Just about twenty years ago, Simon Dwyer died, at the age of thirty-eight, after living for six years HIV positive.
I imagine it’s safe to say that I’m not the only one whose life was changed by his publication Rapid Eye. Given the scope of the influence of this explosively fertile creation, together with the seeming difficulty these days of keeping information off the web, it’s astonishing that there is almost no information at all on Dwyer out there. There’s just… Rapid Eye.
Is this appropriate? For a man devoted to the prioritising of creativity over personality, a shrewd and acerbic commentator on the virtualisation of life, who slipped away just before the internet sealed its grip on the world…
In any case, I wanted to mark this anniversary with my own reminiscences.
My doorway into the world of Rapid Eye was the door for many into many worlds back in the final decades of the 20th century: the entrance to the now long-gone Compendium Books on Camden High Street.
Dwyer had started Rapid Eye as a zine after he moved to London amid the cultural tumult of post-punk in 1978. Developed through the eighties, it culminated in 1989 with an ambitious coffee-table volume with contributions from William Burroughs, Andy Warhol, Derek Jarman, Kathy Acker, Genesis P-Orridge, Colin Wilson, and many more.
When I walked into Compendium in 1992 I found the second volume of this lavish series waiting for me, the cover featuring Andres Serrano’s Piss Christ — destined to become a totemic thing for me.
There’s still something intensely evocative for me about the tightly kerned Times typography when I flick through it, expressive of the fusion achieved here between accessibility and an almost delirious density of strange ideas and information.
The brief opening piece, Ian Blake’s ‘Twilight Language’, had a disproportionate impact on me.
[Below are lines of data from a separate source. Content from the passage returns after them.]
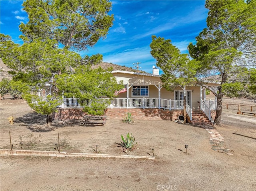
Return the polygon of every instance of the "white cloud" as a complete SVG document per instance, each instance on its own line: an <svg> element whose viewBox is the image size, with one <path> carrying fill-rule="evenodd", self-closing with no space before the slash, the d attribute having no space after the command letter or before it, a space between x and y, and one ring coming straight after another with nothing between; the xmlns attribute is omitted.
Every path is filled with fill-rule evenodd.
<svg viewBox="0 0 256 191"><path fill-rule="evenodd" d="M120 26L119 27L117 27L116 28L111 30L114 32L116 32L118 33L122 33L123 34L126 33L126 32L125 31L125 29L122 27Z"/></svg>
<svg viewBox="0 0 256 191"><path fill-rule="evenodd" d="M118 20L121 20L122 19L122 17L121 17L120 16L118 16L118 15L116 15L115 17Z"/></svg>
<svg viewBox="0 0 256 191"><path fill-rule="evenodd" d="M154 59L150 54L150 47L146 46L142 48L136 48L126 49L122 52L113 53L105 56L104 62L123 65L124 63L132 63L139 62L145 63L150 60ZM155 64L155 61L152 65ZM130 66L132 66L131 65Z"/></svg>
<svg viewBox="0 0 256 191"><path fill-rule="evenodd" d="M156 18L154 16L150 16L150 17L149 17L149 18L150 19L150 22L153 22L156 19Z"/></svg>
<svg viewBox="0 0 256 191"><path fill-rule="evenodd" d="M14 13L16 15L20 13L20 12L19 11L18 11L18 10L16 10L16 11L12 11L12 13Z"/></svg>
<svg viewBox="0 0 256 191"><path fill-rule="evenodd" d="M20 16L16 16L15 18L17 19L19 19L19 20L25 20L26 18L24 17L20 17Z"/></svg>
<svg viewBox="0 0 256 191"><path fill-rule="evenodd" d="M179 49L182 53L188 53L188 46L190 42L188 41L183 41L180 42L172 42L172 44Z"/></svg>

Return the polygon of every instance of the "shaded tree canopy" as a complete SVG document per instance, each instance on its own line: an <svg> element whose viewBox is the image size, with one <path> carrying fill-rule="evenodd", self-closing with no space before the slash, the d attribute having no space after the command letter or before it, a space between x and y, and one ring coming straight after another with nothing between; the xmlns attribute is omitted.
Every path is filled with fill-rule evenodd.
<svg viewBox="0 0 256 191"><path fill-rule="evenodd" d="M31 41L38 37L56 40L78 51L92 47L105 37L113 24L107 0L33 0L23 4L29 21L22 24L22 38Z"/></svg>
<svg viewBox="0 0 256 191"><path fill-rule="evenodd" d="M205 6L209 10L207 27L196 37L196 44L190 43L188 47L194 59L181 54L170 40L154 36L151 54L165 73L162 79L166 84L189 85L191 79L212 92L217 97L214 123L220 124L223 88L230 93L245 87L253 89L253 85L245 86L242 81L252 74L250 81L253 82L253 72L246 73L240 81L234 80L239 81L238 73L256 68L256 1L209 0ZM203 81L204 77L215 75L221 76L218 93ZM235 82L236 88L230 84Z"/></svg>
<svg viewBox="0 0 256 191"><path fill-rule="evenodd" d="M25 97L37 112L48 115L54 111L63 91L81 99L95 99L102 96L112 98L114 88L118 89L116 91L122 88L110 73L104 73L101 69L91 69L90 66L102 61L102 55L82 58L70 51L85 50L93 46L100 38L106 37L114 20L113 15L108 14L110 2L34 0L25 1L23 6L29 19L19 26L23 34L20 37L24 43L19 45L10 36L1 34L1 57L13 69L15 86L27 95ZM44 88L46 82L55 87L47 104L40 99L42 98L28 94ZM67 87L71 82L73 84L69 89ZM40 110L33 103L47 105L49 109L41 107ZM103 107L100 109L104 110Z"/></svg>

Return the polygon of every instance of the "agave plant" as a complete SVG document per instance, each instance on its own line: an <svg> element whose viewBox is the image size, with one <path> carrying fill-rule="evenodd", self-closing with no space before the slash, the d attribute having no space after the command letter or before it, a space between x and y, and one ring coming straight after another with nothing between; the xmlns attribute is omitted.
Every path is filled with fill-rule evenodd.
<svg viewBox="0 0 256 191"><path fill-rule="evenodd" d="M134 122L133 120L133 116L131 113L127 113L127 114L125 115L125 117L123 120L123 122L126 123L132 123Z"/></svg>
<svg viewBox="0 0 256 191"><path fill-rule="evenodd" d="M127 149L128 155L129 155L129 150L130 150L134 146L135 138L132 136L132 134L130 135L129 133L126 134L126 140L124 139L124 136L121 135L121 138L123 142L121 142L121 146Z"/></svg>

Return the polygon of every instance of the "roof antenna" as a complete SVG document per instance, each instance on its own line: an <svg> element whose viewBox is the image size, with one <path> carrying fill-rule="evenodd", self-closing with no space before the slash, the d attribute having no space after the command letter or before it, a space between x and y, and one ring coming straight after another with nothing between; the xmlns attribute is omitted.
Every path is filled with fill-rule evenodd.
<svg viewBox="0 0 256 191"><path fill-rule="evenodd" d="M141 67L140 67L139 66L139 64L140 64L140 62L137 62L137 63L134 63L133 64L132 64L132 65L134 65L134 64L136 64L137 65L137 66L135 66L134 67L134 68L137 68L137 72L138 73L139 73L139 68L142 68Z"/></svg>

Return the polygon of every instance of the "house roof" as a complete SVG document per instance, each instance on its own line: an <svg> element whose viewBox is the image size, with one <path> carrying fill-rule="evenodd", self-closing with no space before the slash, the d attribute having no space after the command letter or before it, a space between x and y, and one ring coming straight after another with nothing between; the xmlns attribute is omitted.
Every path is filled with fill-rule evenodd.
<svg viewBox="0 0 256 191"><path fill-rule="evenodd" d="M141 75L142 76L152 76L153 77L161 77L161 75L153 75L148 73L140 73L138 72L129 72L128 71L123 71L122 70L114 70L111 72L112 73L122 73L123 74L134 74L135 75Z"/></svg>

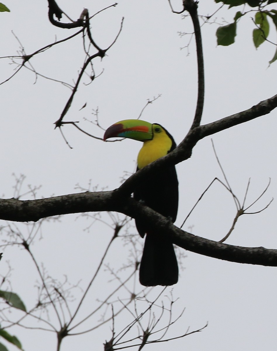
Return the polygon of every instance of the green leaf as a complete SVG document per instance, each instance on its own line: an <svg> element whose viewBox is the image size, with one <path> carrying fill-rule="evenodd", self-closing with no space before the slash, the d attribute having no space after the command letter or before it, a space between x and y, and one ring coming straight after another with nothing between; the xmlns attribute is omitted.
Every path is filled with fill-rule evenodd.
<svg viewBox="0 0 277 351"><path fill-rule="evenodd" d="M9 351L5 345L0 343L0 351Z"/></svg>
<svg viewBox="0 0 277 351"><path fill-rule="evenodd" d="M269 24L266 18L266 14L258 11L255 16L255 23L259 25L260 29L256 28L253 31L253 40L257 48L267 38L269 33Z"/></svg>
<svg viewBox="0 0 277 351"><path fill-rule="evenodd" d="M215 0L216 2L222 2L225 5L230 5L229 7L232 7L233 6L239 6L245 4L246 1L242 1L242 0Z"/></svg>
<svg viewBox="0 0 277 351"><path fill-rule="evenodd" d="M276 0L277 1L277 0ZM235 22L236 22L242 16L243 16L243 15L242 13L240 11L238 11L237 13L236 14L236 15L234 17L234 20Z"/></svg>
<svg viewBox="0 0 277 351"><path fill-rule="evenodd" d="M22 346L20 341L14 335L11 335L8 332L4 329L0 329L0 336L6 339L9 343L17 346L19 349L22 350Z"/></svg>
<svg viewBox="0 0 277 351"><path fill-rule="evenodd" d="M262 2L264 2L265 1L265 0L264 0ZM259 5L260 2L260 0L248 0L247 1L247 4L251 7L257 7Z"/></svg>
<svg viewBox="0 0 277 351"><path fill-rule="evenodd" d="M275 51L275 54L274 55L274 56L270 60L270 61L269 61L269 64L270 65L271 65L271 64L273 62L274 62L274 61L276 61L276 60L277 60L277 49L276 49L276 51Z"/></svg>
<svg viewBox="0 0 277 351"><path fill-rule="evenodd" d="M217 45L227 46L235 42L236 29L236 22L218 28L216 31Z"/></svg>
<svg viewBox="0 0 277 351"><path fill-rule="evenodd" d="M276 1L277 1L277 0L276 0ZM273 14L271 13L271 12L273 12L274 14ZM277 31L277 11L276 10L271 10L270 11L267 11L266 14L268 16L269 16L272 19L273 23L276 27L276 31ZM269 61L269 63L270 65L273 62L274 62L274 61L276 61L276 60L277 60L277 49L276 49L275 51L274 56L272 59Z"/></svg>
<svg viewBox="0 0 277 351"><path fill-rule="evenodd" d="M17 294L11 291L4 291L0 290L0 297L6 300L9 304L13 307L26 312L26 307L24 304Z"/></svg>
<svg viewBox="0 0 277 351"><path fill-rule="evenodd" d="M7 12L11 12L6 6L5 6L2 2L0 2L0 12L4 12L5 11Z"/></svg>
The heady-but-vague conspiracy theory aspect to it seems trivial in retrospect. Certainly the atmosphere it created, of an obscure tangle of subliminal occult messages cutting through apparent coincidences surrounding serial murders, Jonestown, and UFO phenomena, was crucial to its effect. But rather than showing the path to any particular truth, it functioned more to pry my mind open to the possibility of possibility, the sheer scope of unknown, unquantifiable, potential realities out there, analogous to the raw exposure to the scope of things revealed by a first psychedelic trip.
This was the cumulative effect of Rapid Eye 2 on me, channelled through this opening piece which spoke of ‘instinctual methods of research’. Like any great punk artefact, it simultaneously engendered the conviction that I wanted to do something similar, and that I could do so. It was about a year before I put this conviction into practice, but maybe the timing was a formality after the Rapid Eye bombshell.
Nearly half of the rest of the volume is given over to Dwyer’s own ‘Plague Yard’ piece, an epic, heady journalistic romp through the Altered States of America. In his 1997 obituary for The Independent, Paul Cecil frames ‘The Plague Yard’ as something which could have been Dwyer’s stepping stone towards firmer literary repute. More dedicated to his creation than himself, Dwyer decided to simply include it as a contribution to Rapid Eye.
Shortly after the first issue of my heavily Rapid Eye-inspired Towards 2012 came out in 1995, I received a brief letter:
I responded enthusiastically, of course, but I never heard back. I guess his deterioration was too quick, and the fourth Rapid Eye was never to be.
Two years later, he was dead.
A memorial edition, Rapid Eye Movement, was published by Creation in 2000, containing an elegiac foreword by Genesis P-Orridge, Paul Cecil’s obituary, a selection of material from the three Rapid Eye volumes, and Dwyer’s coda to ‘The Plague Yard’, written after being told he had full-blown AIDS: ‘A Dark Eye Closes’. One of his final exhortations is:
Cherish your questions, not your answers.
Rapid Eye, and the passionately curious and affirmative spirit of Dwyer which is infused into every page, taught me by example to cherish my questions, and set its seal on my mind as much as any teacher.
I remember Simon Dwyer today, twenty years after his death, but I remember him constantly, too, almost every time I write or publish something.